Okay, wow. Das klingt nun alles sehr viel philosophischer und komplexer, als ich es geplant hatte. Also, anders gesagt: Ich glaube, man muss nicht immer so ganz genau wissen, was die Strategie, der Sinn oder das Ziel hinter bestimmten Aktivitäten ist. Ich glaube tatsächlich nicht, dass alle, die sich in irgendeiner Form der Öffentlichkeit präsentieren, ausschließlich auf Applaus und Anerkennung aus sind (auch wenn das sicherlich eine Rolle spielt und immer guttut, nette Kommentare sind also immer willkommen, ist klar). Es geht vielmehr um das menschliche Bedürfnis nach Verbindung. Wir tauschen uns gern aus. Auch mit Fremden. Auch im Digitalen. Wir lauschen den Gedanken und Erlebnissen anderer, erzählen und hören gern Geschichten. Wir sind Menschen. Das soll so.

Die Antwort, die keine ist

Ich gebe es also zu: Die lange Stille auf dem Blog war zwar hauptsächlich, aber nicht nur dem Zeitmangel geschuldet. Es war auch die Suche nach dem „Wieso“. Wieso schreibe ich diesen Blog? Wieso sollte das jemand lesen? Wieso setze ich mich dem Risiko aus, böse Kommentare zu bekommen? Nun, eine Antwort habe ich nicht gefunden. Doch mit der Überlegung, dass wir alle nach Verbindungen und Resonanz suchen (als Schreibende und Lesende gleichermaßen), habe ich nun die Gegenfrage gestellt:

Wieso nicht?

 

Okay, das mag nun ziemlich banal klingen.

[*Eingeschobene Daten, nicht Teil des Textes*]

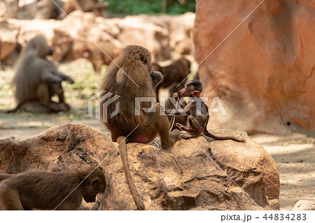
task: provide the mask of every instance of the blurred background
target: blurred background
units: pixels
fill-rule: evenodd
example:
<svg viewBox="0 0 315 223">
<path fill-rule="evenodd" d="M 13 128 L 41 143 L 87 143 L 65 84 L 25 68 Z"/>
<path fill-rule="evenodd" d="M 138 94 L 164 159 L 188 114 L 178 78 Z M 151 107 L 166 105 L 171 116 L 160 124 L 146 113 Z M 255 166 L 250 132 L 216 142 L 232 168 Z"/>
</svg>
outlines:
<svg viewBox="0 0 315 223">
<path fill-rule="evenodd" d="M 199 78 L 210 108 L 220 98 L 228 115 L 214 110 L 209 129 L 246 131 L 272 154 L 281 209 L 314 201 L 314 1 L 76 2 L 0 1 L 0 110 L 16 105 L 14 65 L 38 34 L 55 48 L 48 59 L 75 81 L 62 84 L 70 111 L 0 114 L 1 138 L 28 137 L 64 122 L 108 134 L 88 115 L 88 100 L 111 62 L 104 52 L 114 59 L 125 46 L 141 45 L 152 52 L 155 69 L 171 71 L 173 64 L 178 71 L 172 75 L 179 80 Z M 190 64 L 176 62 L 184 59 Z M 188 70 L 179 71 L 185 66 Z M 178 82 L 165 83 L 160 96 Z"/>
</svg>

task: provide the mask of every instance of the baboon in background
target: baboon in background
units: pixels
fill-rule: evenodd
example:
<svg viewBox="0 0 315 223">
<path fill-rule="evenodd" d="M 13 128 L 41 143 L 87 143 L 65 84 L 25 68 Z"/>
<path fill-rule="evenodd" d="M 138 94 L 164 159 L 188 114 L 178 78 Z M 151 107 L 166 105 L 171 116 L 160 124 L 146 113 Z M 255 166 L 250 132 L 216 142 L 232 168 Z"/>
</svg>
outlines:
<svg viewBox="0 0 315 223">
<path fill-rule="evenodd" d="M 108 6 L 107 1 L 99 0 L 68 0 L 64 5 L 64 12 L 68 15 L 76 10 L 92 12 L 97 16 L 106 17 L 104 10 Z"/>
<path fill-rule="evenodd" d="M 57 4 L 57 5 L 56 5 Z M 60 19 L 64 3 L 60 0 L 37 0 L 35 19 Z"/>
<path fill-rule="evenodd" d="M 150 73 L 152 68 L 150 62 L 151 53 L 147 49 L 138 45 L 127 46 L 115 60 L 117 65 L 112 63 L 109 66 L 102 87 L 106 93 L 113 94 L 100 104 L 102 120 L 111 131 L 113 141 L 117 141 L 120 145 L 126 178 L 139 210 L 144 210 L 145 206 L 131 175 L 126 141 L 146 143 L 159 134 L 162 148 L 167 148 L 171 145 L 169 122 L 166 115 L 160 114 L 159 103 L 156 103 L 153 108 L 150 108 L 150 102 L 142 102 L 136 107 L 139 115 L 135 114 L 136 98 L 150 97 L 154 99 L 156 96 L 154 88 L 156 86 L 153 86 L 153 82 L 158 84 L 162 78 L 162 73 L 158 71 Z M 153 80 L 153 78 L 159 78 L 160 81 Z M 115 96 L 120 97 L 113 103 L 105 104 L 107 111 L 106 115 L 108 119 L 104 120 L 103 105 Z M 110 117 L 116 109 L 116 103 L 120 103 L 120 111 Z M 148 110 L 149 108 L 150 110 Z"/>
<path fill-rule="evenodd" d="M 152 66 L 154 71 L 158 71 L 164 75 L 163 81 L 155 89 L 158 101 L 160 87 L 169 87 L 174 82 L 180 83 L 190 73 L 190 62 L 185 57 L 181 57 L 166 66 L 160 66 L 157 63 L 153 63 Z M 186 82 L 183 81 L 183 84 Z"/>
<path fill-rule="evenodd" d="M 181 124 L 176 123 L 175 126 L 181 130 L 187 131 L 187 134 L 183 135 L 183 138 L 189 139 L 200 136 L 200 134 L 204 134 L 216 140 L 232 139 L 237 142 L 245 142 L 245 138 L 240 136 L 217 136 L 211 134 L 206 129 L 206 125 L 209 122 L 208 107 L 204 100 L 200 97 L 202 92 L 202 85 L 200 81 L 192 80 L 188 81 L 185 87 L 179 91 L 179 94 L 174 93 L 173 96 L 177 99 L 178 97 L 189 96 L 190 101 L 183 108 L 179 108 L 176 110 L 176 115 L 180 115 L 180 112 L 185 113 L 187 115 L 187 123 Z M 200 108 L 197 108 L 200 105 Z M 172 112 L 172 109 L 167 109 L 166 113 L 169 114 Z M 200 115 L 198 115 L 198 112 Z"/>
<path fill-rule="evenodd" d="M 94 43 L 88 41 L 86 45 L 83 48 L 83 57 L 92 63 L 95 72 L 101 73 L 102 66 L 104 64 L 109 65 L 112 62 L 111 59 L 114 59 L 119 55 L 121 49 L 116 48 L 112 43 L 107 42 L 99 43 L 98 46 Z"/>
<path fill-rule="evenodd" d="M 50 112 L 70 109 L 64 99 L 62 82 L 73 83 L 74 80 L 58 71 L 53 62 L 46 59 L 46 55 L 52 55 L 52 52 L 43 36 L 37 36 L 27 43 L 17 62 L 13 81 L 18 106 L 8 112 L 16 111 L 23 103 L 32 100 L 38 101 Z M 51 101 L 56 94 L 59 103 Z"/>
<path fill-rule="evenodd" d="M 3 16 L 16 18 L 20 10 L 19 0 L 0 0 L 0 6 L 1 6 L 1 1 L 3 1 L 5 6 L 4 15 Z M 0 16 L 2 16 L 2 15 Z"/>
<path fill-rule="evenodd" d="M 104 192 L 105 176 L 100 169 L 94 168 L 0 173 L 0 203 L 4 210 L 78 210 L 82 199 L 95 202 L 97 194 Z"/>
</svg>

Doch mir hat's geholfen. Denn wenn wir uns bei allem, was wir tun wollen, die Frage stellen würden, wieso, welches Ziel wir damit verfolgen, welcher innere Antreiber dahintersteht, welche kindlichen Prägungen … ach, und so weiter, dann gäbe es vermutlich sehr viel weniger Output. Weil die Sinnsuche Ressourcen kostet und nicht immer ein Ergebnis liefern wird. Und das wäre doch ziemlich langweilig.

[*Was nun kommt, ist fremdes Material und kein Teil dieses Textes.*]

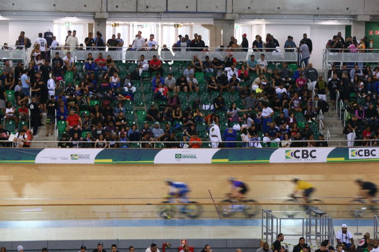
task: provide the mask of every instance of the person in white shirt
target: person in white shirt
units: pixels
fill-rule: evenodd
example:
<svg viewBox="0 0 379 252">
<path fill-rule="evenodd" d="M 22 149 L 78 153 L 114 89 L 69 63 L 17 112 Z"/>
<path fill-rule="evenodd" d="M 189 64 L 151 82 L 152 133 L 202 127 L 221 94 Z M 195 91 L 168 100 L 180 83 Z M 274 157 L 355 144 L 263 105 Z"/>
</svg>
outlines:
<svg viewBox="0 0 379 252">
<path fill-rule="evenodd" d="M 154 40 L 153 34 L 150 35 L 150 39 L 148 40 L 147 43 L 149 50 L 152 49 L 152 45 L 155 45 L 155 47 L 158 46 L 158 43 L 157 43 L 156 41 Z"/>
<path fill-rule="evenodd" d="M 238 76 L 238 70 L 235 68 L 235 65 L 232 64 L 230 66 L 230 69 L 227 71 L 227 80 L 230 80 L 230 79 L 233 76 L 233 74 L 235 74 L 235 76 Z M 237 78 L 238 80 L 240 82 L 241 79 Z"/>
<path fill-rule="evenodd" d="M 216 122 L 215 125 L 209 129 L 209 140 L 212 142 L 212 148 L 218 148 L 219 143 L 222 141 L 219 124 L 219 122 Z"/>
<path fill-rule="evenodd" d="M 276 95 L 278 96 L 278 97 L 279 97 L 279 99 L 282 98 L 283 94 L 287 94 L 287 89 L 283 87 L 283 83 L 280 83 L 280 85 L 279 85 L 279 87 L 275 89 L 275 91 L 276 92 Z"/>
<path fill-rule="evenodd" d="M 140 76 L 142 74 L 143 71 L 147 71 L 149 70 L 149 62 L 145 59 L 145 55 L 141 55 L 140 59 L 137 61 L 137 64 L 138 67 L 136 69 L 140 72 Z"/>
<path fill-rule="evenodd" d="M 57 41 L 57 37 L 55 36 L 53 36 L 53 41 L 51 42 L 50 48 L 51 48 L 51 50 L 57 50 L 58 45 L 59 45 L 59 43 Z"/>
<path fill-rule="evenodd" d="M 169 91 L 174 92 L 175 88 L 176 80 L 172 76 L 172 73 L 169 73 L 164 79 L 164 85 L 167 88 Z"/>
<path fill-rule="evenodd" d="M 70 46 L 70 50 L 75 50 L 79 46 L 76 35 L 76 31 L 74 30 L 73 31 L 73 35 L 69 36 L 66 40 L 66 46 Z"/>
<path fill-rule="evenodd" d="M 346 224 L 342 224 L 341 230 L 339 231 L 336 235 L 336 239 L 339 244 L 342 245 L 342 249 L 355 250 L 353 235 L 347 230 L 347 225 Z"/>
<path fill-rule="evenodd" d="M 117 37 L 116 38 L 116 40 L 118 42 L 118 46 L 117 48 L 117 50 L 122 51 L 122 46 L 124 46 L 124 40 L 121 38 L 121 34 L 120 33 L 117 34 Z"/>
<path fill-rule="evenodd" d="M 150 245 L 150 248 L 148 248 L 146 249 L 146 250 L 145 251 L 145 252 L 160 252 L 159 250 L 158 249 L 158 247 L 156 246 L 156 244 L 155 243 L 152 243 L 151 245 Z"/>
<path fill-rule="evenodd" d="M 142 32 L 139 31 L 137 36 L 133 41 L 133 47 L 136 51 L 141 51 L 142 47 L 145 44 L 145 38 L 141 36 L 142 34 Z"/>
<path fill-rule="evenodd" d="M 259 68 L 259 72 L 261 73 L 265 73 L 268 72 L 268 73 L 272 73 L 270 70 L 267 69 L 267 66 L 268 65 L 268 63 L 267 61 L 265 59 L 265 54 L 262 53 L 261 54 L 261 59 L 257 61 L 258 68 Z"/>
<path fill-rule="evenodd" d="M 75 67 L 74 58 L 71 57 L 71 53 L 70 52 L 67 52 L 66 56 L 63 57 L 63 67 L 62 68 L 68 71 L 73 71 L 74 75 L 75 76 L 76 68 Z"/>
<path fill-rule="evenodd" d="M 44 64 L 46 59 L 46 47 L 47 46 L 47 41 L 42 37 L 42 33 L 38 34 L 38 37 L 36 39 L 36 44 L 39 44 L 39 50 L 41 51 L 41 56 Z"/>
<path fill-rule="evenodd" d="M 55 95 L 55 81 L 52 78 L 47 80 L 47 92 L 49 93 L 48 96 L 51 95 Z"/>
</svg>

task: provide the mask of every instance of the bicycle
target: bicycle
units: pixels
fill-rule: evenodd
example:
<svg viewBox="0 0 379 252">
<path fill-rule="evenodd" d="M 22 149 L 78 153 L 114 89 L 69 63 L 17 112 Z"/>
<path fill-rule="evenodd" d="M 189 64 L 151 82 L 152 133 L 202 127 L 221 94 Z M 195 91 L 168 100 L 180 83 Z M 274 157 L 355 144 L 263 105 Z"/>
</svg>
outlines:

Deshalb werde ich versuchen, nicht immer „Wieso?“ zu fragen, und häufiger: „Wieso (eigentlich) nicht?“ Und wenn es darauf keine gute Antwort gibt – ab geht’s. Und vielleicht zeigt sich dann erst im Nachhinein, wofür es gut war. Ich sag’s euch, diese Gegenfrage ist der Knaller. Probiert es mal aus.

Ich muss gar nichts!

Übrigens: Das soll hier niemanden unter Druck setzen. Ihr müsst gar nichts (außer Wasser trinken, schlafen, Steuern zahlen und so, ihr wisst schon). Ich muss auch nicht bloggen, wenn ich keine Lust oder Zeit habe. Wenn ich jetzt wieder ein Jahr lang nichts schreibe, ist das völlig fein. Mein Leben, meine Entscheidung. Darum geht es auch nicht. Ich meine diese Momente, in denen man etwas eigentlich gern tun würde, aber (Selbst-)Zweifel und das ständige Hinterfragen dazu führen, dass man es nicht umsetzt und sich dann hinterher ärgert. In diesem Fall fragt lieber „Warum nicht?“ statt „Warum?“ und seid mutig, geht raus, traut euch. Vielleicht hat die Welt ja doch auf euch gewartet.

 

Disclaimer: Oft gibt es viele Gründe, Dinge nicht zu tun. Wieso sollte ich keinen Text mehr veröffentlichen? Zum Beispiel aus Angst vor Kritik oder aus Angst, Fehler zu machen. In diesem Fall wäre Angst meiner Meinung nach kein guter Ratgeber, weil diese Ängste alle Publizierenden mehr oder weniger in sich tragen, dementsprechend niemand je wieder etwas schreiben würde, und das wäre ein Dilemma. Aber wenn beispielsweise die Angst vor Gewalt besteht, wenn man sich selbst schützen will/muss und deshalb Dinge nicht tut/veröffentlicht, ist das in Ordnung, wichtig, notwendig. Passt auf euch und eure Liebsten auf. Ihr macht das genau richtig.

P.S.: Zugegeben, es war auch nicht nur die „Wieso nicht“-Frage. Ich hab gerade Corona und isoliere mich weitestgehend vom Rest der Familie – das hat mir Zeit verschafft. Covid, du hast diesen Text möglich gemacht.